Capolavoro sommerso della letteratura sovietica, spesso banalizzato come la “risposta russa a Bukowski”, ma in realtà molto più vicino a Gogol’ o a un Dostoevskij in coma etilico.
Scritto tra la fine degli anni Sessanta e i primi Settanta, circolò in Unione Sovietica come samizdat, cioè in forma clandestina, durante gli anni plumbei della stagnazione brezneviana. Tradotto per la prima volta in Israele nel 1973, poi in Francia e in Italia (Feltrinelli), il testo divenne presto un cult sotterraneo, simbolo della disperazione ironica dell’intellettuale sovietico disilluso
Il romanzo racconta un viaggio in treno di appena centocinquanta chilometri, da Mosca alla cittadina di Petuški, trasformato da Erofeev in una vertigine alcolica e metafisica.

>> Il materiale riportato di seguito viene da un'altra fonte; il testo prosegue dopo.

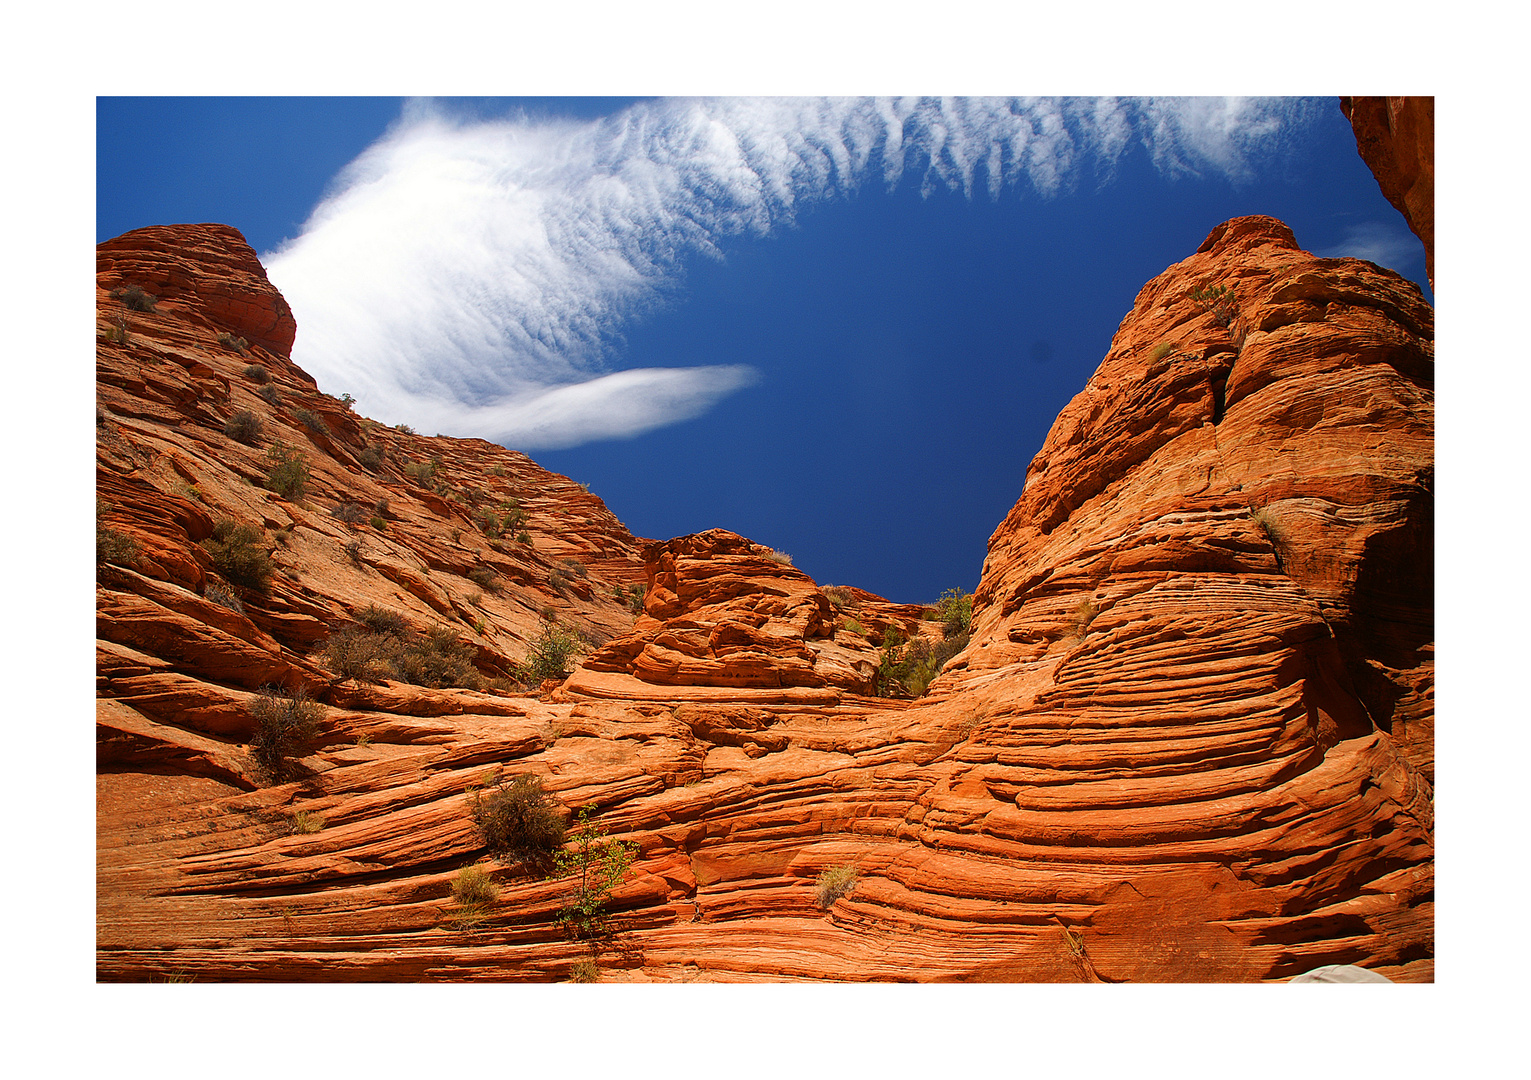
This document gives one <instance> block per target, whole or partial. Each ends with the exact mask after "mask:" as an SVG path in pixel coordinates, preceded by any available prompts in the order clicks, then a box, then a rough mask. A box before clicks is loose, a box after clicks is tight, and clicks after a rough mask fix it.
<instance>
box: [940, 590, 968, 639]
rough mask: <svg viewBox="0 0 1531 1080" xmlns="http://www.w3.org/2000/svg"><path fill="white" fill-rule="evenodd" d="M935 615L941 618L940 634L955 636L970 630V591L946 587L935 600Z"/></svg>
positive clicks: (951, 636) (946, 635)
mask: <svg viewBox="0 0 1531 1080" xmlns="http://www.w3.org/2000/svg"><path fill="white" fill-rule="evenodd" d="M935 617H937V619H940V620H942V634H945V636H946V637H957V636H958V634H966V633H968V631H969V630H972V593H965V591H961V590H960V588H948V590H946V591H945V593H942V599H940V601H937V602H935Z"/></svg>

Lungo il percorso, reale e insieme allucinatorio, il protagonista – un ubriacone lucido, un filosofo dei bar, un poeta della sconfitta – attraversa paesaggi interiori e stazioni simboliche che diventano la mappa deformata della società sovietica.
Violento, sarcastico, eppure intriso di pietà e malinconia, Mosca – Petuški è una satira feroce e una parabola esistenziale: un viaggio dentro il delirio di un uomo e, attraverso di lui, nella follia di un intero sistema.
Tra iperboli, citazioni bibliche e paradossi comici, Erofeev costruisce un’epica del fallimento, dove la miseria quotidiana si trasfigura in poesia e il reietto diventa eroe tragico.
Nel finale, la corsa si dissolve in una rivelazione tragica e beffarda: la realtà e il sogno collassano, lasciando il lettore in sospensione tra tragedia e farsa.
Negli anni Settanta e Ottanta il libro divenne un culto per pochi, poi scivolò nell’oblio dei capolavori dimenticati — quelli che non invecchiano, ma continuano a fermentare sotto la superficie del tempo.